Query3D: LLM-Powered Open-Vocabulary Scene Segmentation with Language Embedded 3D Gaussian

TL;DR

This work tackles open vocabulary 3D scene querying for autonomous driving by integrating Language Embedded 3D Gaussians with large language models. The authors design a pipeline where LLMs generate query related components including canonical phrases and helping positives, which are fused with language features embedded in 3D Gaussians to produce precise relevancy scores for segmentation. They validate the approach on WayveScene101, showing significant gains over fixed canonical phrase baselines, and demonstrate that smaller fine-tuned LLMs can match larger models in performance while enabling on-device inference. The findings highlight the practical potential of on-device LLM guided semantic reasoning to enhance context aware perception in autonomous systems, with clear evidence that model scale improves the utility of helping positives. This work bridges 3D scene representation with high level semantic querying to support efficient and adaptable autonomous navigation and planning.

Abstract

This paper introduces a novel method for open-vocabulary 3D scene querying in autonomous driving by combining Language Embedded 3D Gaussians with Large Language Models (LLMs). We propose utilizing LLMs to generate both contextually canonical phrases and helping positive words for enhanced segmentation and scene interpretation. Our method leverages GPT-3.5 Turbo as an expert model to create a high-quality text dataset, which we then use to fine-tune smaller, more efficient LLMs for on-device deployment. Our comprehensive evaluation on the WayveScenes101 dataset demonstrates that LLM-guided segmentation significantly outperforms traditional approaches based on predefined canonical phrases. Notably, our fine-tuned smaller models achieve performance comparable to larger expert models while maintaining faster inference times. Through ablation studies, we discover that the effectiveness of helping positive words correlates with model scale, with larger models better equipped to leverage additional semantic information.
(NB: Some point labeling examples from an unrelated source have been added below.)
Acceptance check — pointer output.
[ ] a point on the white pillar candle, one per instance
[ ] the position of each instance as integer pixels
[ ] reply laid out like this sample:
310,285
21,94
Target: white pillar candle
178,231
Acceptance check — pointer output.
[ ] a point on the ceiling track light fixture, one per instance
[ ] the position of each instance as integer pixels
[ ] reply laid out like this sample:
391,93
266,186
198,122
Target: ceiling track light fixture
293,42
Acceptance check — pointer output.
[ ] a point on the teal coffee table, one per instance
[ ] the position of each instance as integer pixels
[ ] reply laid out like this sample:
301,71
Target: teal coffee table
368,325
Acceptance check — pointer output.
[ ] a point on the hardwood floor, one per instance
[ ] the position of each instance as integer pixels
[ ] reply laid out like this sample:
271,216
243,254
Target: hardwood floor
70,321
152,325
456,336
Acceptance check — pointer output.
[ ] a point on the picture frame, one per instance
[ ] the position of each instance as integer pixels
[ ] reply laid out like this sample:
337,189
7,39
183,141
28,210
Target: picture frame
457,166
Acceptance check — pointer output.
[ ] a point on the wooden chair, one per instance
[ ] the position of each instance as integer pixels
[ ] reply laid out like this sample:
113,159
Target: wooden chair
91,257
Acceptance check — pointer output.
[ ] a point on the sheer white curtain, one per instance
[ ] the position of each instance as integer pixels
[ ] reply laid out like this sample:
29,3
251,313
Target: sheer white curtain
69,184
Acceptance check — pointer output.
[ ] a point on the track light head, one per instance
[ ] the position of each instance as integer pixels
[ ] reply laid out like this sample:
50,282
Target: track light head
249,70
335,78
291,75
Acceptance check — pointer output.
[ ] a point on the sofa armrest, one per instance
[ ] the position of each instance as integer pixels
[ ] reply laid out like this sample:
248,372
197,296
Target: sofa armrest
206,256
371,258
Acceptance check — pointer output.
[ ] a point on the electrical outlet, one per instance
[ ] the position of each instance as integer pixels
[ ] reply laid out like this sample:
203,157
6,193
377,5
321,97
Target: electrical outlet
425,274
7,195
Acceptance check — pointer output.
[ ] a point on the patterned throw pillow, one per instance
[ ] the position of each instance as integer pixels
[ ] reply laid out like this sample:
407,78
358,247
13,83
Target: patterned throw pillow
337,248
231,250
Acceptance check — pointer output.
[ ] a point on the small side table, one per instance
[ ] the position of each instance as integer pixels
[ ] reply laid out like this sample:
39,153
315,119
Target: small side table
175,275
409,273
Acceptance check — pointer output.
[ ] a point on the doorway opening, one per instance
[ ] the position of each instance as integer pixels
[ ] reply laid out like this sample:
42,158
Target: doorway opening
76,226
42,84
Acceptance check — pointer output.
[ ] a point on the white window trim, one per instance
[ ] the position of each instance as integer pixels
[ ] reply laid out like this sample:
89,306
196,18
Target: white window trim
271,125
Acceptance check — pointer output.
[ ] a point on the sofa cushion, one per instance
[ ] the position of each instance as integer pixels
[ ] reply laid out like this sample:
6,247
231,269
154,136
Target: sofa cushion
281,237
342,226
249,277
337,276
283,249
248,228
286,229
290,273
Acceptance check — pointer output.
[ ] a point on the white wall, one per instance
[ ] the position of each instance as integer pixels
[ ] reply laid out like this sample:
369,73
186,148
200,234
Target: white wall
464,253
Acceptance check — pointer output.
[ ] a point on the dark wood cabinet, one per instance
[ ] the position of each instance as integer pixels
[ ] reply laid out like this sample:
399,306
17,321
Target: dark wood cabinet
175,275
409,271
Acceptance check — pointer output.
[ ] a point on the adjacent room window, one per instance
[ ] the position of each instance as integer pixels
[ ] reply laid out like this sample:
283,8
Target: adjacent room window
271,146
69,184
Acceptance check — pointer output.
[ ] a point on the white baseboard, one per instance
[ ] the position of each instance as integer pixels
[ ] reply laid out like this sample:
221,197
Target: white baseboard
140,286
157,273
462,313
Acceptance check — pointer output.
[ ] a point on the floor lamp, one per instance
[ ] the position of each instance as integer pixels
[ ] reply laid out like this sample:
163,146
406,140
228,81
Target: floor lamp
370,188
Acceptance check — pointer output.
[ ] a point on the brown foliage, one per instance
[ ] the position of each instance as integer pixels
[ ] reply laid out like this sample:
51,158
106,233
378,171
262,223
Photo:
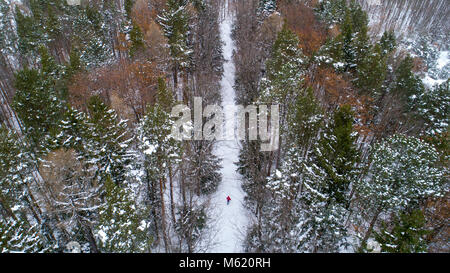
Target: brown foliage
301,19
126,86
155,41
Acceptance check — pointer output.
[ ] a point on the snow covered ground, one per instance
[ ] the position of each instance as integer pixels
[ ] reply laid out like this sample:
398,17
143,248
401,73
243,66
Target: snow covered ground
230,221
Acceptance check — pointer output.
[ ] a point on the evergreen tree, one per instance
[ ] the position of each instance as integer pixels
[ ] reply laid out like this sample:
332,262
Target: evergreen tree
332,11
37,105
136,38
108,141
407,85
19,236
372,72
433,106
284,70
407,234
159,153
120,227
267,6
403,171
388,42
175,24
337,155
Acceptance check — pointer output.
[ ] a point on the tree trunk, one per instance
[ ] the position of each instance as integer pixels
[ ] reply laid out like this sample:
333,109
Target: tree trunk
371,226
163,215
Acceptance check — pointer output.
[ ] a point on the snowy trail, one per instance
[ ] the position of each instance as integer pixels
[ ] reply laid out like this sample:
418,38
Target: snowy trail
230,220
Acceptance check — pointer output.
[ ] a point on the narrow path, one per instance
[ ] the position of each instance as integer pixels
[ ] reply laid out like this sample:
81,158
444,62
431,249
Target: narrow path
231,220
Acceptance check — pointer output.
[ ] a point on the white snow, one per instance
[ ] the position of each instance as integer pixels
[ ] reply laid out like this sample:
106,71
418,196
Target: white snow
443,59
230,220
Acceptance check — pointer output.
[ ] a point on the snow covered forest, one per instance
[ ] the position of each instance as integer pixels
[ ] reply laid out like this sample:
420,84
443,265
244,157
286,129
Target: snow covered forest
86,151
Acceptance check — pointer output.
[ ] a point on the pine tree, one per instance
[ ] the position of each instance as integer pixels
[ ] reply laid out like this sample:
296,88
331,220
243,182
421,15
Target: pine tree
121,227
136,38
388,42
332,11
407,85
304,121
403,170
159,153
337,155
433,106
14,166
267,6
20,236
372,72
17,232
175,24
37,105
284,70
407,234
108,141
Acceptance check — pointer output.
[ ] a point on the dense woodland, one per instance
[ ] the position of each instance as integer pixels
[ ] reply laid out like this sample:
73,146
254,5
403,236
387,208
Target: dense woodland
85,147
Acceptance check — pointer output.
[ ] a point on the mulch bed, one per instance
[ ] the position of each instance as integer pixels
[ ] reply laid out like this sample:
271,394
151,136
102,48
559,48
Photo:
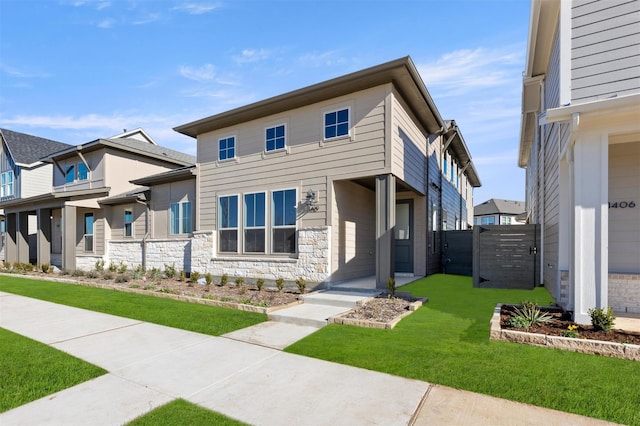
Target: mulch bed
562,320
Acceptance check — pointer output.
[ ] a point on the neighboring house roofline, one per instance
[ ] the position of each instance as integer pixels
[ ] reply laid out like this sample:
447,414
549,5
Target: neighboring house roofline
401,72
542,25
181,173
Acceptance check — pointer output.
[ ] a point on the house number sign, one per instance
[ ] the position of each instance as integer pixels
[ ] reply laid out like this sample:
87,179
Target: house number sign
622,204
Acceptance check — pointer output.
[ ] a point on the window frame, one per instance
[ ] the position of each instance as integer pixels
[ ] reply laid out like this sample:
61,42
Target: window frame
222,228
337,123
274,218
226,149
254,227
275,138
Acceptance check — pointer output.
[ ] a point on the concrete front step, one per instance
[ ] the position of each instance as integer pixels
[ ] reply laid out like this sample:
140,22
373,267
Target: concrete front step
307,314
345,299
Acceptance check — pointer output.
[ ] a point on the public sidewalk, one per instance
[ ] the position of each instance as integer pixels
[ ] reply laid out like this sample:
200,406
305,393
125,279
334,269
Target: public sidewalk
150,365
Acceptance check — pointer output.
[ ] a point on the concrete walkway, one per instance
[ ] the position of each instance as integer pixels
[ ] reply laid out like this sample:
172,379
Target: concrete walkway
150,365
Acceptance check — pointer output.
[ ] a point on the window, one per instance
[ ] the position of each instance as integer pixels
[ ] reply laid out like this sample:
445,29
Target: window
284,221
6,180
489,220
254,223
275,138
83,172
228,223
88,232
70,174
226,148
180,220
128,223
336,123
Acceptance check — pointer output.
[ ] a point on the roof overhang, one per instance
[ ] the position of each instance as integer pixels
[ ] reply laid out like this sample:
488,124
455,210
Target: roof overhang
542,29
402,73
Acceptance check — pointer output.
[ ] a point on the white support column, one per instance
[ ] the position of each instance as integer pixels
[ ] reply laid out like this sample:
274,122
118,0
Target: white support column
590,224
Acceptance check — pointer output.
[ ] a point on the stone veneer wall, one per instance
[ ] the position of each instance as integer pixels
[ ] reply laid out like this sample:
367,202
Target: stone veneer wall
624,292
312,264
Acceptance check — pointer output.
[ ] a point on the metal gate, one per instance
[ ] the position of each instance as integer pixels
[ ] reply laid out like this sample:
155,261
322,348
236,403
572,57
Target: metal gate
505,256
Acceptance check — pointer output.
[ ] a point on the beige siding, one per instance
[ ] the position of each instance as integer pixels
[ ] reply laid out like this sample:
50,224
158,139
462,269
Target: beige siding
353,232
605,49
409,145
162,196
624,221
307,162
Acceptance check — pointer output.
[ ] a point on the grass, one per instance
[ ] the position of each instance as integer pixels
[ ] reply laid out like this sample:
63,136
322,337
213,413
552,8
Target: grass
30,370
181,412
447,342
204,319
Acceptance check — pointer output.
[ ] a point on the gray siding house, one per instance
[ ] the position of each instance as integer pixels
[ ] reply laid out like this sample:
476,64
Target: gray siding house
580,145
352,177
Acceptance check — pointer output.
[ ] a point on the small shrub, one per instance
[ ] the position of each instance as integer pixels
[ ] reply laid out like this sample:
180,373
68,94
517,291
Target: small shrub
100,265
391,287
224,279
170,271
302,284
122,278
602,319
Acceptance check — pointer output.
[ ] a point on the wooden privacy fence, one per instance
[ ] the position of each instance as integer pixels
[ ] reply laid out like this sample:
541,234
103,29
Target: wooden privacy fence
505,256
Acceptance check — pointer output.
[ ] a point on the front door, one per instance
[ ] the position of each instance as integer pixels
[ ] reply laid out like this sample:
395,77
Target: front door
404,236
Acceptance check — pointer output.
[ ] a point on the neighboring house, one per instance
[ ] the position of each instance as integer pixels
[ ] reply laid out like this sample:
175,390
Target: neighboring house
348,178
580,145
23,174
498,212
73,227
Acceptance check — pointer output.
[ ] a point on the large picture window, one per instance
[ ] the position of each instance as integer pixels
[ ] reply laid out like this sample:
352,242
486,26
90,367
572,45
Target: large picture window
284,221
6,187
254,222
275,138
336,123
228,223
180,220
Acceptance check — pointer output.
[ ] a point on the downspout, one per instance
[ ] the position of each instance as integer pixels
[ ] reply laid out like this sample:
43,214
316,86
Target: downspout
147,215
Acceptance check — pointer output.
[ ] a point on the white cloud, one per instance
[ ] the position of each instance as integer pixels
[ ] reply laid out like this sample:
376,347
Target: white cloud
203,73
251,55
197,8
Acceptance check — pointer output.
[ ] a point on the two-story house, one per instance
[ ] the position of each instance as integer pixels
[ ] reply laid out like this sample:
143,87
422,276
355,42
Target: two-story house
23,175
580,145
348,178
73,227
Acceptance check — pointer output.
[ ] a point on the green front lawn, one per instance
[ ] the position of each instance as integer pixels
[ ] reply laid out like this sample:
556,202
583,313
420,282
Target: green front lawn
30,370
181,412
447,342
204,319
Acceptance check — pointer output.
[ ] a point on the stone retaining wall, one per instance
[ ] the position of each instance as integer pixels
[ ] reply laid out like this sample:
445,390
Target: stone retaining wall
596,347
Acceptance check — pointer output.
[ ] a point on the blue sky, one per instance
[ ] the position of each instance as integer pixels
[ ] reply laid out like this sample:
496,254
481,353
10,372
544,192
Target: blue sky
77,70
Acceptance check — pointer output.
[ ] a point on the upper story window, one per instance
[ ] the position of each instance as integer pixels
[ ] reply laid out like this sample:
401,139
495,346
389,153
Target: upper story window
336,123
6,181
228,223
128,223
227,148
180,220
284,221
275,138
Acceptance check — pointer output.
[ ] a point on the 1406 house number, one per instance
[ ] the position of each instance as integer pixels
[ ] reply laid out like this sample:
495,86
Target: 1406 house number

This work represents a significant advancement towards more efficient, context-aware autonomous driving systems, effectively bridging 3D scene representation with high-level semantic querying while maintaining practical deployment considerations.

Figures (5)

• Figure 1: Overview of our LLM-enhanced Language Embedded 3D Gaussian Splatting pipeline. The LE3DGS model generates language feature maps, which are then processed using Algorithm \ref{['alg:relevancy']} to compute relevancy scores with LLM-generated queries ($p_{\texttt{quer}}$), helping positives ($p_{\texttt{help}}$), and canonical phrases ($p_{\texttt{canon}}$). The system responds to the high-level queries of a driving scenario by highlighting relevant objects (cars, traffic lights, pedestrians) across multiple views.
• Figure 2: Visual comparison of segmentation results using different Qwen models responding to a contextual query "Driving through an intersection in an urban area on a sunny day, what objects should the driver pay attention to?" From top to bottom: Results from Qwen-0.5B, 1.5B, 3B, and 7B models. Each row shows three camera views (left, front, right) of the same scene. The results demonstrate how larger models produce more precise and contextually relevant segmentations for autonomous driving scenarios.
• Figure 3: Example conversation with GPT-3.5 Turbo to query "Pedestrian" from scene 12 in WayveScene101.
• Figure 4: Qualitative comparison of semantic segmentation results before and after fine-tuning for different model variants. Each subfigure shows three views of the same scene, with the top row representing results from the instruction-tuned model (before fine-tuning) and the bottom row showing results from the fine-tuned model.
• Figure 5: Visual comparison of query relevance across different scenes with different approaches. From top to bottom query words are: “trees”, “traffic signs”, “pedestrian”, “sidewalk”, and “cars”.